Dezember war nicht nur der richtige Tag, sondern wahrscheinlich auch
ihre letzte Chance. Es könnte gut sein, dass Mrs. Rayner sie morgen
schon abholte. Sie wollte weg von hier, hatte es satt, ständig
herumkommandiert zu werden, als wäre sie die unwichtigste Person im
ganzen Manor, wo sie doch eigentlich die größte Macht hatte, wenn die
anderen es nur wüssten. Aber bald würde es mit der Unterwürfigkeit ein
Ende haben. Sie würde reich sein, und andere würden dafür bezahlt
werden, sich um sie zu kümmern. Doch zuerst stand noch dieser
endgültige Abschied aus, das letzte Mal, dass sie mit Mary Keyte sprach.

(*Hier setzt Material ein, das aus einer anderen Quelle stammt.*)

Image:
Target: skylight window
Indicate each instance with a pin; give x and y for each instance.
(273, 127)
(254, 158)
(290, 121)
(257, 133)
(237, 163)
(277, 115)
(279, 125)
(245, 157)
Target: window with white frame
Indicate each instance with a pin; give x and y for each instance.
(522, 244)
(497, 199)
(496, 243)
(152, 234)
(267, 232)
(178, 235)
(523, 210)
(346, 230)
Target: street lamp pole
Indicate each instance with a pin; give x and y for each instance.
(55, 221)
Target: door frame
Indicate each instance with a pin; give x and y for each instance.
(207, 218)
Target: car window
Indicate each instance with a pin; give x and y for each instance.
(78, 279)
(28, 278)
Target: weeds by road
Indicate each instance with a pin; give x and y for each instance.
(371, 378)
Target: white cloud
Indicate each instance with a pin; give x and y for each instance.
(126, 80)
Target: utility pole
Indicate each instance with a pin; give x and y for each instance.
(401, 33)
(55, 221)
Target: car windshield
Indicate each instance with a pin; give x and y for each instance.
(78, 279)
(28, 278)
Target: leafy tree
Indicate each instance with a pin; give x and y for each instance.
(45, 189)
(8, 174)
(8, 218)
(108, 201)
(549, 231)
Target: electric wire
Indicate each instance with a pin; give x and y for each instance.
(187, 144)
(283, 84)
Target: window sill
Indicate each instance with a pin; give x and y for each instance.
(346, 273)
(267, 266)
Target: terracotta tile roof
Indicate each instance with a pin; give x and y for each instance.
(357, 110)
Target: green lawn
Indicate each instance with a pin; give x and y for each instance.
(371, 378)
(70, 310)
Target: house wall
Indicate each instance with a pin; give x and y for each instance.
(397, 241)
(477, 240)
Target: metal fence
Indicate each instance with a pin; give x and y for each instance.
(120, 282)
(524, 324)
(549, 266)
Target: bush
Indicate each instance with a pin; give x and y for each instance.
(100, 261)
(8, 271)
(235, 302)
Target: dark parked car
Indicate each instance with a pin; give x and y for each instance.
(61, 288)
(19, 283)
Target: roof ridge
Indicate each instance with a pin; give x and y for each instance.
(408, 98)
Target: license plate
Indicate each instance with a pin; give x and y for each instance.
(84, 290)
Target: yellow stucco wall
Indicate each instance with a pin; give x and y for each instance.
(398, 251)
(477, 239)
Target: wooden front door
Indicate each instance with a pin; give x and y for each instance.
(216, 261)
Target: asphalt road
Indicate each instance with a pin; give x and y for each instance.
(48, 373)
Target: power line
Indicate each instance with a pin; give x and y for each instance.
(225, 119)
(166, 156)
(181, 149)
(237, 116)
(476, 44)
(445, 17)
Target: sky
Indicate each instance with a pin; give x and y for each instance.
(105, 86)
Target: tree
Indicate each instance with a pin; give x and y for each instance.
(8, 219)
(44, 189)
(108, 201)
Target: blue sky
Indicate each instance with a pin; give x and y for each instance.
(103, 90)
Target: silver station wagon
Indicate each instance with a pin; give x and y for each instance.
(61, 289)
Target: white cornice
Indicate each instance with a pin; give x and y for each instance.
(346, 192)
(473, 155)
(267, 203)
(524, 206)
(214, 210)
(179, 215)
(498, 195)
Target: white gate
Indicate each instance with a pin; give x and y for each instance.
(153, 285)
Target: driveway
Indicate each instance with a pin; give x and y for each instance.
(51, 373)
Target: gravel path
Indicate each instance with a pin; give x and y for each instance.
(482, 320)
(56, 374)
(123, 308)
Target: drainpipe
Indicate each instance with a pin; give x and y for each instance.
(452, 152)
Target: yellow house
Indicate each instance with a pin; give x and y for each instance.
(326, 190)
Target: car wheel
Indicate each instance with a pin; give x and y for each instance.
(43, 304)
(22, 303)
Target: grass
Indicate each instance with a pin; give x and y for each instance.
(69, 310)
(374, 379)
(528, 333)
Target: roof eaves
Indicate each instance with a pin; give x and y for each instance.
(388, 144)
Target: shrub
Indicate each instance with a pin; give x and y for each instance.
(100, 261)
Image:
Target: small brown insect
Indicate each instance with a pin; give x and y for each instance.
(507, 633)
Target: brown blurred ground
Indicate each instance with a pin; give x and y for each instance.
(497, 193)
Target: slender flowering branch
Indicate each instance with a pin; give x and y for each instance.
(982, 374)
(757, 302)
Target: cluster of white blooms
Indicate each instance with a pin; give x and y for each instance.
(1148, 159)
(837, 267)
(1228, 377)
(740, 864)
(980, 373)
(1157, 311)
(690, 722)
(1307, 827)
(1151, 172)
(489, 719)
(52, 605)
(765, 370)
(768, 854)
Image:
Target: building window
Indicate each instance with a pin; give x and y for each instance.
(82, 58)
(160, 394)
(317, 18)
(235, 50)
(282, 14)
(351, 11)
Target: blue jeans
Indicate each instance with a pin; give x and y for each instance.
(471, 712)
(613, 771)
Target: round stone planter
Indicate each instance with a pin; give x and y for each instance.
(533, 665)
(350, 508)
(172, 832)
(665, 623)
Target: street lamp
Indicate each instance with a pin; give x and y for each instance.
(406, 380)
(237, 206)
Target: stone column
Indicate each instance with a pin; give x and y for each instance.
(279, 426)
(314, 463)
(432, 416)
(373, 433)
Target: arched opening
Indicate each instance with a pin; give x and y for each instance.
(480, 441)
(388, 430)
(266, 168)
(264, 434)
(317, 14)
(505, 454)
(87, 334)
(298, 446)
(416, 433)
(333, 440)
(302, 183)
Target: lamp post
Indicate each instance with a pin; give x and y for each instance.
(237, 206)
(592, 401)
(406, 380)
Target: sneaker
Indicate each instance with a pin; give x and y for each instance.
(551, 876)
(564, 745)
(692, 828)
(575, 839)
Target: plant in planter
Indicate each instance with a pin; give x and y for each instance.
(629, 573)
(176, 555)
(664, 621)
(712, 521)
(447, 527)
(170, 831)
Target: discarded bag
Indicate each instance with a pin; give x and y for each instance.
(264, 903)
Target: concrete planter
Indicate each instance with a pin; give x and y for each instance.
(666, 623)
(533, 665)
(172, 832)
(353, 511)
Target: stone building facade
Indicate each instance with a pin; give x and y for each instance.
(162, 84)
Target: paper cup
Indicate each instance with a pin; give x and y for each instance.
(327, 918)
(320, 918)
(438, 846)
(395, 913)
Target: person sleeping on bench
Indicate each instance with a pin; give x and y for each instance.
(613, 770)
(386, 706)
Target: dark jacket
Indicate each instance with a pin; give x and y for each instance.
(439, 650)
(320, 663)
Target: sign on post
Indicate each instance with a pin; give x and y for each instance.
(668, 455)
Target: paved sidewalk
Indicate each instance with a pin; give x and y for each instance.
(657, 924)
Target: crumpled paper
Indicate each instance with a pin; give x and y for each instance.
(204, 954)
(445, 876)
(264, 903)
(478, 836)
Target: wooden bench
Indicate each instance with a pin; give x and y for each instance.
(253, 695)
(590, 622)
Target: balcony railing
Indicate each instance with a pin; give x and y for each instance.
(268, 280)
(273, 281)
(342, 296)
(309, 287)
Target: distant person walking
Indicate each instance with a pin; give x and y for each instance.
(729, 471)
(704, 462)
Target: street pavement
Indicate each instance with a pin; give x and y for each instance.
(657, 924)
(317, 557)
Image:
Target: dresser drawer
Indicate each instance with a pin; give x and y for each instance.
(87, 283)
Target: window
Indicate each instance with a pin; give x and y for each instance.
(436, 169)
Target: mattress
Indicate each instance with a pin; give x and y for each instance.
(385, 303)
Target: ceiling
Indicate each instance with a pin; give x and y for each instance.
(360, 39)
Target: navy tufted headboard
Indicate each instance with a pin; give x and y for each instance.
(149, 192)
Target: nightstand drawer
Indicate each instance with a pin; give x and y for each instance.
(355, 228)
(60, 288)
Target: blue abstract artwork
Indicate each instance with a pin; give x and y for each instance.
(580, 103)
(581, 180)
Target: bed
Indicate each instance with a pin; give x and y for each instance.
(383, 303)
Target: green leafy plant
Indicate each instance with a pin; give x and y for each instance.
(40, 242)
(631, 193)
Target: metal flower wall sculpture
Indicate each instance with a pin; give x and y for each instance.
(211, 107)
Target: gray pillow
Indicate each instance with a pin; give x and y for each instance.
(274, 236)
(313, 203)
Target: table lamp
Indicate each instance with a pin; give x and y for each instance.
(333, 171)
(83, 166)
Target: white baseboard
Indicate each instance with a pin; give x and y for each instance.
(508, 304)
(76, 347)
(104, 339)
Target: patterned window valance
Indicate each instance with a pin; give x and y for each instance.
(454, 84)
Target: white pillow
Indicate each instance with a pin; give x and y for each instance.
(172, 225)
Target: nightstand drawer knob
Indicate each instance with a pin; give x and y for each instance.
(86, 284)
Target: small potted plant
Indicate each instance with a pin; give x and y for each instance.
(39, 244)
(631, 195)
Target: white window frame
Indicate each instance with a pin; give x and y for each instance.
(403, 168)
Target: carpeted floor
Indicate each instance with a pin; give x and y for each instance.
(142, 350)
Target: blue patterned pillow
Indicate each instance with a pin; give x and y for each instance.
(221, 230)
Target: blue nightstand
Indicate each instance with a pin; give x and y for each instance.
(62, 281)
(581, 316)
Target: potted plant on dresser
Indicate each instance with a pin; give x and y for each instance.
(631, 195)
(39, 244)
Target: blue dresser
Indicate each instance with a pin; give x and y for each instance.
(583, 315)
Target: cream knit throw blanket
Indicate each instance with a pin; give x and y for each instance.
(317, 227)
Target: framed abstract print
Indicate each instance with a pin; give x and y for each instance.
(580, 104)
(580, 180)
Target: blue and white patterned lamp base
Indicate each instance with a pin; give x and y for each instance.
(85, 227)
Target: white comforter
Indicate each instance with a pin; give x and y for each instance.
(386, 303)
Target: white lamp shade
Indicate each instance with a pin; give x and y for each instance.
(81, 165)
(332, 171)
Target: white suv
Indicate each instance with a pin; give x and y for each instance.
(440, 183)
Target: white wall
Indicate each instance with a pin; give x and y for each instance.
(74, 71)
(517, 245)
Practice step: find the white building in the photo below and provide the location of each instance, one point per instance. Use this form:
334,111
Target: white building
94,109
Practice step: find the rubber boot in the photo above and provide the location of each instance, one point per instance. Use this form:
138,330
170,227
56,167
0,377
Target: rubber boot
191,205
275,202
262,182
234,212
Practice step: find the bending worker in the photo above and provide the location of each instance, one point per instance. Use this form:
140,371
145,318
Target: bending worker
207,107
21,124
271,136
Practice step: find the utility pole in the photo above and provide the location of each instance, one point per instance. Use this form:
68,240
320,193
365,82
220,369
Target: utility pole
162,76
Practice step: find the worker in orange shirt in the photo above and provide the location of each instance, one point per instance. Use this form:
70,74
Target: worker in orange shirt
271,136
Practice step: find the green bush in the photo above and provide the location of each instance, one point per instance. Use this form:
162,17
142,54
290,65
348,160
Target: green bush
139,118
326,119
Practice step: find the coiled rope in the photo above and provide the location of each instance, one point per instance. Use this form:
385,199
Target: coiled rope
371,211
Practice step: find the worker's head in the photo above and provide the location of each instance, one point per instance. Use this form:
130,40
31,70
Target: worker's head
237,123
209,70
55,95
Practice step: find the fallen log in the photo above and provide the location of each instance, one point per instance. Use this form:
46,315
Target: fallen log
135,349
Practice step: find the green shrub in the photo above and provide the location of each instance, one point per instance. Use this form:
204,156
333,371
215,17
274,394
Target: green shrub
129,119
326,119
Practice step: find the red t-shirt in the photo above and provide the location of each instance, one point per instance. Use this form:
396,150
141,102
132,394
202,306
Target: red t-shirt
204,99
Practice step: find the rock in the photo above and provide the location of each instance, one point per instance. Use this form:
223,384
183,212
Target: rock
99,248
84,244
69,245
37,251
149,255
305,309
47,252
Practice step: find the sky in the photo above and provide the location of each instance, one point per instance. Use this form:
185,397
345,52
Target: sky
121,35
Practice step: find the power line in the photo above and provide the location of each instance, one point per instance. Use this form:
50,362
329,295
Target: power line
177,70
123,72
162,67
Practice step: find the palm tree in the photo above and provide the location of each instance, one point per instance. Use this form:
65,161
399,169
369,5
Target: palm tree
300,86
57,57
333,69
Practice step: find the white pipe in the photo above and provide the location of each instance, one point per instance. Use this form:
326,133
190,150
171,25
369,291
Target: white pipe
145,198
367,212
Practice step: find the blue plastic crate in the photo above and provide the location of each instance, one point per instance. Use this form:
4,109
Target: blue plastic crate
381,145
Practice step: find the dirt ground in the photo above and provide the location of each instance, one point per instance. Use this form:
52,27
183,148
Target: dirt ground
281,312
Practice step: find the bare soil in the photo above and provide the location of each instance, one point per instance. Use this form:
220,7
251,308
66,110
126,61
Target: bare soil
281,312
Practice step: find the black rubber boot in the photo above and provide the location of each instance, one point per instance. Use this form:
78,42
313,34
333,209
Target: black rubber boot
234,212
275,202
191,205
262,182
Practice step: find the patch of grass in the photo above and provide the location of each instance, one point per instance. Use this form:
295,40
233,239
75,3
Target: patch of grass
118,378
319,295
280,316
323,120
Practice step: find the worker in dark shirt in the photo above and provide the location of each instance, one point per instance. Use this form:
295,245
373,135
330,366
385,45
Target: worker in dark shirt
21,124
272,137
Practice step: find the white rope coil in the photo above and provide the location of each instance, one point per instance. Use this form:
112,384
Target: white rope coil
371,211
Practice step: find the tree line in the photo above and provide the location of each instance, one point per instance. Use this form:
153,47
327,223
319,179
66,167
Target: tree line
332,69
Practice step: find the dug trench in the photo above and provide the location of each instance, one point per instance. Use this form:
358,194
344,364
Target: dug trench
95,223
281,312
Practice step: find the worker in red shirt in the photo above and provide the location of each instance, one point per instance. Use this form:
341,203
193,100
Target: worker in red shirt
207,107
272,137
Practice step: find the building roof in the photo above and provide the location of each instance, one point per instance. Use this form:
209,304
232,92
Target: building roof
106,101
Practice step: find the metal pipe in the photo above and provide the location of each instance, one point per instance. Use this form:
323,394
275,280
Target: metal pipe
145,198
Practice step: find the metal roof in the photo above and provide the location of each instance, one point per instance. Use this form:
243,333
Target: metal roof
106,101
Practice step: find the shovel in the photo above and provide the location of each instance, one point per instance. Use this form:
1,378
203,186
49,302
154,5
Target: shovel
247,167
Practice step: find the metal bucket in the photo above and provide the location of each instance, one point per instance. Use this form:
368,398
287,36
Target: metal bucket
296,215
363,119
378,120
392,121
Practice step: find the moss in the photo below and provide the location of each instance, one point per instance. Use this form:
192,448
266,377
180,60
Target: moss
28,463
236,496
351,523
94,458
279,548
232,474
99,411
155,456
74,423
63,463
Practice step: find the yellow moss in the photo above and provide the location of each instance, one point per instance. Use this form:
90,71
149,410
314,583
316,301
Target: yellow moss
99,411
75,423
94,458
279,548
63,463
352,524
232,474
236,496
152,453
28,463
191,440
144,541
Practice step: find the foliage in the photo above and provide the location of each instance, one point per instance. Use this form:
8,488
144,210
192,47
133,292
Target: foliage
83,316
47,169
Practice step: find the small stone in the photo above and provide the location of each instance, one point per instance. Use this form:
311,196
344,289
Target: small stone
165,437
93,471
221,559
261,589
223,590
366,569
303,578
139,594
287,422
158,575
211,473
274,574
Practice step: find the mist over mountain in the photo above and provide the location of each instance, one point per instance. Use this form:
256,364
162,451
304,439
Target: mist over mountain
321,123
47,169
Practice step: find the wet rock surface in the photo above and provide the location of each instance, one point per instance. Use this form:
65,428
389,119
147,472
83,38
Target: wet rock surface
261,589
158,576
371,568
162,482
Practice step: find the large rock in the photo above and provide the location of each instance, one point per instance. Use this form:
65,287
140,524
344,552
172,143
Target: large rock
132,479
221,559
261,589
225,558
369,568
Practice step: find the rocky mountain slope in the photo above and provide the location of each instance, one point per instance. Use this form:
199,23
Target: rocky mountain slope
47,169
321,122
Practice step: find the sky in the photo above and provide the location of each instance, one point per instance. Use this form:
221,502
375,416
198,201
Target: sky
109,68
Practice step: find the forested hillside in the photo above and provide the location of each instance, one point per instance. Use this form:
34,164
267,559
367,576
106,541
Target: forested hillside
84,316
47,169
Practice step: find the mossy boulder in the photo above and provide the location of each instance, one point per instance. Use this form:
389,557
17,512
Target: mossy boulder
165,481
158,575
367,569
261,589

Es war gut, dass sie alles schon so lange im Voraus geplant
hatte. Nach Robin Boytons Tod hatte die Polizei die beiden Cottages
versiegelt. Auch nach Einbruch der Dunkelheit wäre es riskant, dorthin
zu gehen. Das Manor zu verlassen, ohne dass die Leute vom Wachdienst es
bemerkten, war zu keiner Zeit möglich. Aber sie hatte bereits damals
gehandelt, als Miss Cressett ihr mitgeteilt hatte, dass ein Gast ins
Rose Cottage einziehen würde, am selben Tag, an dem Miss Gradwyn zu
ihrer Operation anreiste. Es gehörte zu ihren Aufgaben, vor der Ankunft
eines Gastes zu saugen und die Böden zu putzen, Staub zu wischen, die
Möbel zu polieren und das Bett zu machen. Alles hatte sich gefügt.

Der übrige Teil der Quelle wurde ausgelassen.